Far too many Churches are teaching traditional American cultural values as doctrine, and unwittingly training a generation of believers to live in contradiction of the clear meaning and teaching of the Scriptures. This more than anything has contributed to the fragmentation of the American Church.
This is the result of unskilled handling of the Word of Truth. The lack of diligent expository study have the biblical authors saying things in modern day sermons that they never said in their Spirit inspired writing!
The Believing individualist verses The Communion of the Saints
Much of today’s preaching in America fosters a myopic view of salvation, and God’s Kingdom purpose and vision for the cosmos. Both the Old and New Testaments always emphasized community; the nation of Israel in the Old Testament and the Church in the New Testament. In fact, Stephen referred to the children of Israel as “the Church (ekklēsia) in the wilderness” (see Acts 7:38).
The Westminster Confession on the “Communion of the Saints” states:
“All saints, that are united to Jesus Christ their Head, by His Spirit, and by faith, have fellowship with Him in His grace, sufferings, death, resurrection, and glory: and, being united to one another in love, they have communion in each other’s gifts and graces, and are obliged to the performance of such duties, public and private…”
This certainly resembles Acts 2:42 “And they devoted themselves to the apostles’ teaching and the fellowship, to the breaking of bread and the prayers.” The early Church were committed to Christ and to one another. Too many today are committed to their favorite personality… the church at Corinth made the same mistake (1 Corinthians 3:1-11).
All of God’s promises are given within the context of the believing community. In both Old and New testaments individuals did not own their own personal copies of the scrolls (Scripture). This meant that they heard the commands and the promises of God when they were assembled together. God’s people were originally practicing the commands of Scriptures and standing on the promises together in community.
A Much Needed Restoration of Expository Preaching and Teaching
Expository preaching and teaching unfolds the meaning of a particular text or passage of Scripture. It gets at the biblical writer’s intent and explains both the context and purpose for that particular passage.
Proper exegesis (critical explanation or interpretation of a text) is imperative for articulating the actual meaning of a passage in its original context.
We read in Nehemiah 8:2-3 “So Ezra the priest brought the Law before the assembly, both men and women and all who could understand what they heard, on the first day of the seventh month. 3 And he read from it facing the square before the Water Gate from early morning until midday, in the presence of the men and the women and those who could understand.
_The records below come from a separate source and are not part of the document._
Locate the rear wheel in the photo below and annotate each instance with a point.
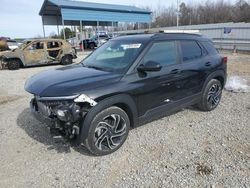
(13, 64)
(108, 131)
(92, 46)
(66, 60)
(211, 95)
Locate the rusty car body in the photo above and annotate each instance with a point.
(38, 52)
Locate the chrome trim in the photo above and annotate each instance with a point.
(56, 98)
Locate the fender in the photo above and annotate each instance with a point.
(214, 74)
(110, 101)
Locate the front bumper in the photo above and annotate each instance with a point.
(39, 116)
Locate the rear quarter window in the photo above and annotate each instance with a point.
(209, 47)
(190, 50)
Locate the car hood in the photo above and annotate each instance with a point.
(69, 80)
(9, 54)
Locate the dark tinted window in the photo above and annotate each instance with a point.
(162, 52)
(210, 47)
(190, 50)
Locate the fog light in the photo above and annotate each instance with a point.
(63, 115)
(60, 113)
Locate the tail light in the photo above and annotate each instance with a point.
(224, 60)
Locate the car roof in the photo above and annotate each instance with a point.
(44, 40)
(162, 36)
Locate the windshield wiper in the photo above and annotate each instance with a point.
(93, 67)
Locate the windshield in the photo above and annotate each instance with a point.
(114, 56)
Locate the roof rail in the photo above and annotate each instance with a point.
(197, 32)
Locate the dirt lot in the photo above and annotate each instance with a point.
(187, 149)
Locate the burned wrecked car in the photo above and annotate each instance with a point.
(38, 52)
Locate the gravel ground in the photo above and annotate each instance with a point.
(187, 149)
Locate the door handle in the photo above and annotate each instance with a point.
(175, 71)
(207, 64)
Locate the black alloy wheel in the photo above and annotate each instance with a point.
(109, 130)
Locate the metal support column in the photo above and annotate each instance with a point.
(82, 48)
(64, 36)
(112, 29)
(177, 17)
(98, 33)
(43, 28)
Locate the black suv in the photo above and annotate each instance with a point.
(127, 82)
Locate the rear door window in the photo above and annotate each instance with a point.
(36, 46)
(190, 50)
(163, 53)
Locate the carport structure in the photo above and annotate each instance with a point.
(77, 13)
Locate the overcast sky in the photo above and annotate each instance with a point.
(20, 19)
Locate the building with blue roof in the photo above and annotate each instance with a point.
(78, 13)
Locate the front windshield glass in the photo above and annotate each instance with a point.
(114, 56)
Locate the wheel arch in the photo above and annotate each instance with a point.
(123, 101)
(218, 75)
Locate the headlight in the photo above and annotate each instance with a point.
(85, 98)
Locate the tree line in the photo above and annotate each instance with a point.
(202, 13)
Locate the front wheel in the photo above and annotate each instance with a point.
(211, 96)
(108, 131)
(66, 60)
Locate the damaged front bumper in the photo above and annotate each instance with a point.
(62, 113)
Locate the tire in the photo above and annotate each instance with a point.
(108, 131)
(92, 46)
(66, 60)
(211, 96)
(13, 64)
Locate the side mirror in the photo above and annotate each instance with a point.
(150, 66)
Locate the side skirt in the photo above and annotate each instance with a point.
(168, 109)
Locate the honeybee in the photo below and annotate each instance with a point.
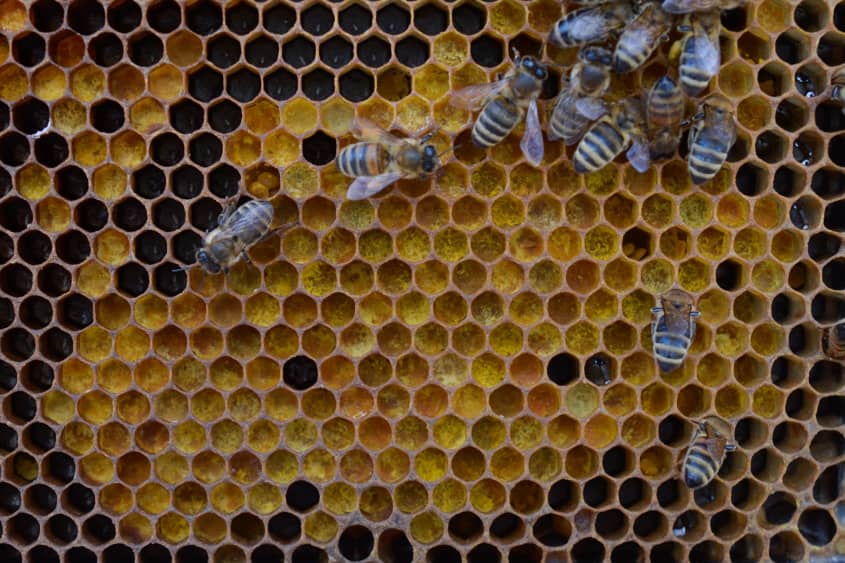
(673, 329)
(580, 101)
(704, 457)
(237, 230)
(711, 138)
(623, 127)
(641, 38)
(664, 112)
(687, 6)
(700, 56)
(590, 24)
(381, 159)
(504, 103)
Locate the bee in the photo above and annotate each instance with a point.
(623, 127)
(664, 113)
(700, 58)
(381, 159)
(673, 329)
(641, 38)
(580, 101)
(706, 453)
(237, 230)
(590, 24)
(504, 103)
(711, 138)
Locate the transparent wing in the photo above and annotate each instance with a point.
(473, 97)
(368, 186)
(532, 138)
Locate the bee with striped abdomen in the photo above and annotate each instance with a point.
(704, 457)
(641, 38)
(622, 128)
(504, 103)
(380, 159)
(591, 24)
(711, 139)
(673, 329)
(579, 101)
(664, 113)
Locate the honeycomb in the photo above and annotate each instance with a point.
(408, 378)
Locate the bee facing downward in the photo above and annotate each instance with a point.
(381, 159)
(673, 329)
(704, 458)
(504, 103)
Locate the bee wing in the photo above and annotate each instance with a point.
(473, 97)
(532, 138)
(368, 186)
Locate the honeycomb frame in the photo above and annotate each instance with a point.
(402, 379)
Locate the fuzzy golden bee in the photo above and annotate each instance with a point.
(706, 453)
(380, 159)
(622, 128)
(503, 105)
(579, 101)
(673, 329)
(591, 24)
(711, 138)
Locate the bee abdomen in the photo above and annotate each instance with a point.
(496, 120)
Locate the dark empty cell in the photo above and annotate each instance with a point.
(31, 116)
(355, 19)
(205, 84)
(244, 85)
(130, 214)
(300, 372)
(14, 149)
(168, 215)
(29, 49)
(167, 149)
(145, 49)
(150, 247)
(99, 529)
(262, 52)
(148, 182)
(487, 51)
(374, 52)
(54, 280)
(336, 52)
(317, 20)
(242, 18)
(431, 19)
(284, 527)
(393, 19)
(563, 369)
(469, 18)
(356, 543)
(124, 16)
(224, 181)
(299, 52)
(36, 312)
(223, 51)
(301, 495)
(204, 17)
(412, 52)
(46, 15)
(106, 49)
(51, 150)
(205, 149)
(318, 85)
(86, 16)
(225, 116)
(132, 279)
(164, 16)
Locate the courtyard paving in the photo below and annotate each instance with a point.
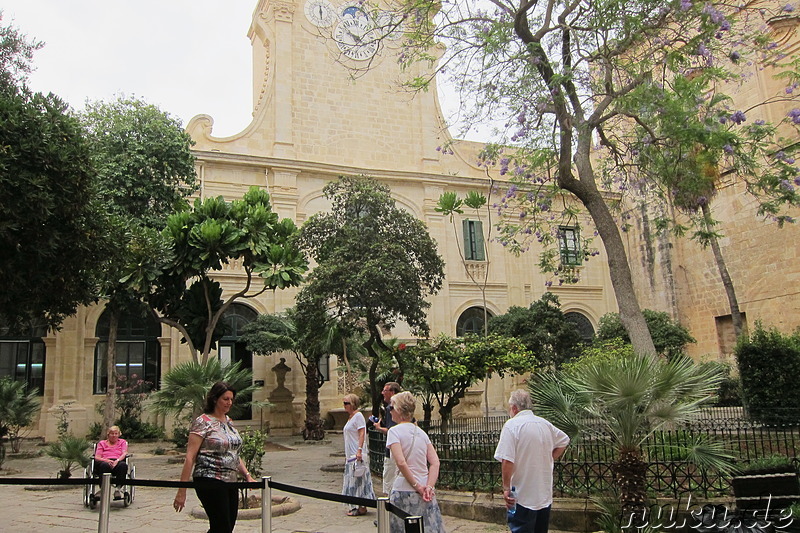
(287, 461)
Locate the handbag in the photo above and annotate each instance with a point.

And the ears of all the people were attentive to the Book of the Law.”
Ezra had six men standing on his right and seven men standing on his left. When he opened the book of the law the people bowed with their faces to the ground and worshiped God together. Ezra also had thirteen Levites who “… helped the people to understand the Law, while the people remained in their places. They read from the book, from the Law of God, clearly, and they gave the sense, so that the people understood the reading (Nehemiah 8:7-8).
How the Church in America today needs Leaders who like Ezra, and Timothy will be diligent to present themselves to God as those approved, workers who have no need to be ashamed, rightly handling the word of truth (see 2 Timothy 2:15).